Sea-Bird Scientific Community Toolkit - CTD Processing (1.0.0)¶
Introduction¶
This python notebook has been written to give Sea-Bird Scientific (SBS) customers and the scientific community at large a set of python code to be used to process and analyze data from the CTD family of SBS instruments. This toolkit was made in conjunction with the Fathom project.
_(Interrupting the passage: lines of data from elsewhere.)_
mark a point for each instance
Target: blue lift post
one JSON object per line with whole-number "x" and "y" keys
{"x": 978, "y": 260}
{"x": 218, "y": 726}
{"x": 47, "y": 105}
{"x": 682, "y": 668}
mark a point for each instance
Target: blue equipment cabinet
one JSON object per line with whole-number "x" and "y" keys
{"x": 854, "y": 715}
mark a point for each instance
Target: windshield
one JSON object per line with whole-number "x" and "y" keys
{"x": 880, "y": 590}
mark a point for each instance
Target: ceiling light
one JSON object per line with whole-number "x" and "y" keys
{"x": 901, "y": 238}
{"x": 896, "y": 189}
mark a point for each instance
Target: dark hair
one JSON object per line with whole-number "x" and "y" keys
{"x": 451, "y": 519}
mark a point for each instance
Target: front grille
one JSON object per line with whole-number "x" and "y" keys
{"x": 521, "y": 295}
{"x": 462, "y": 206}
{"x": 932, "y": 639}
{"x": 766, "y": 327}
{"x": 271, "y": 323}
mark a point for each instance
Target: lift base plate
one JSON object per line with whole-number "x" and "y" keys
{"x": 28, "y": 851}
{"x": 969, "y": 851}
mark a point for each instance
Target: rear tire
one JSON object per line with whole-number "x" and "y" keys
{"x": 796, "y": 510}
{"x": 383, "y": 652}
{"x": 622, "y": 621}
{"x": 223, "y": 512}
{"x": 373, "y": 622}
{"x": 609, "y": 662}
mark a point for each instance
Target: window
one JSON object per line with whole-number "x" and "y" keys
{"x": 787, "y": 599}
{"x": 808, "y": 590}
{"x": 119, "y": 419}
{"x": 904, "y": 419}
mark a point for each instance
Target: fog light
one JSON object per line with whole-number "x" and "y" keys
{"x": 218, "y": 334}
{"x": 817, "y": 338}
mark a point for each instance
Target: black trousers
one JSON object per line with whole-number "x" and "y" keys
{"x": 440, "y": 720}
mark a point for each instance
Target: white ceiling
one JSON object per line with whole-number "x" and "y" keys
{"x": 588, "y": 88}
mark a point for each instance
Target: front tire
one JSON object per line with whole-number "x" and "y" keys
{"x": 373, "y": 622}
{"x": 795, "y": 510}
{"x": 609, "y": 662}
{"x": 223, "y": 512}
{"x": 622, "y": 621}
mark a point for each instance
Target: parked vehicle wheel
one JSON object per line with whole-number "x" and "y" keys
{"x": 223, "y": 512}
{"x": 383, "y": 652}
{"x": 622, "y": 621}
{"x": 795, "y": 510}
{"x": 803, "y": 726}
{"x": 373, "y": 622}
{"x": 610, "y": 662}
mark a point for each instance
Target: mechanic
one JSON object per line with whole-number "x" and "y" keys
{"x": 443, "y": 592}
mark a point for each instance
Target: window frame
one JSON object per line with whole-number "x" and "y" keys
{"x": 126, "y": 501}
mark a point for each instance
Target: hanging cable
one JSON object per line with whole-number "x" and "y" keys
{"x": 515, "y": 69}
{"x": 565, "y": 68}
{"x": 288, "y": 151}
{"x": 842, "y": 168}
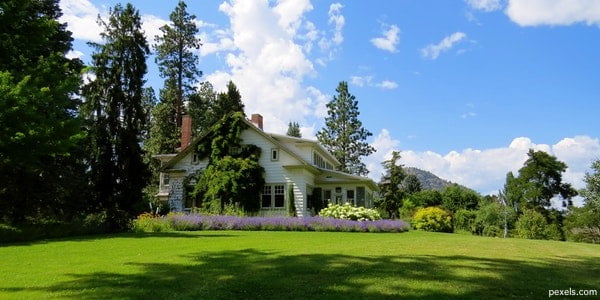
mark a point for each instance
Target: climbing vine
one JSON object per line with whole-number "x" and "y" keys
{"x": 233, "y": 176}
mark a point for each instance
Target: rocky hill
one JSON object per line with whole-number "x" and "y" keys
{"x": 429, "y": 181}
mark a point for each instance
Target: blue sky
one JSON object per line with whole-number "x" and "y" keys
{"x": 462, "y": 88}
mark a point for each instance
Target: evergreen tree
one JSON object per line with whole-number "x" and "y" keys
{"x": 390, "y": 187}
{"x": 343, "y": 134}
{"x": 228, "y": 102}
{"x": 201, "y": 108}
{"x": 41, "y": 169}
{"x": 115, "y": 108}
{"x": 294, "y": 130}
{"x": 178, "y": 64}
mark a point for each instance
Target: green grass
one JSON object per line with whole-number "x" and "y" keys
{"x": 287, "y": 265}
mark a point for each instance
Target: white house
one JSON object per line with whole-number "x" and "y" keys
{"x": 302, "y": 164}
Great care has been taken to make sure that the python code that makes up this toolkit and its related packages gives the same results as the Fathom application.
Please contact SBS customer support for help or to request additional features.
Python Data Processing and Visualization ¶
Init¶
The initialization code section below is used to import required libraries and to make a helper function that is used to make scatter charts with the Plotly package.
# Native imports
import os.path
# Third-party imports
import gsw
import numpy as np
import pandas as pd
# Sea-Bird imports
import sbs.process.cal_coefficients as cal
import sbs.process.conversion as conv
import sbs.process.processing as proc
import sbs.process.instrument_data as id
import sbs.visualize.visualization as viz
def plot(
data, title, x_names, x_bounds={0: [17, 24], 1: [-1, 6], 2: [-1, 6], 3: [-1, 6]}
):
config = viz.ChartConfig(
title=title,
x_names=x_names,
y_names=["press"],
z_names=[],
chart_type="overlay",
bounds={
"x": x_bounds,
# 'y': { 0: [29, 32], 1: [29, 32], 2: [29, 32], 3: [29, 32] }
},
plot_loop_edit_flags=False,
lift_pen_over_bad_data=True,
)
chart_data = viz.ChartData(data, config)
fig = viz.plot_xy_chart(chart_data, config)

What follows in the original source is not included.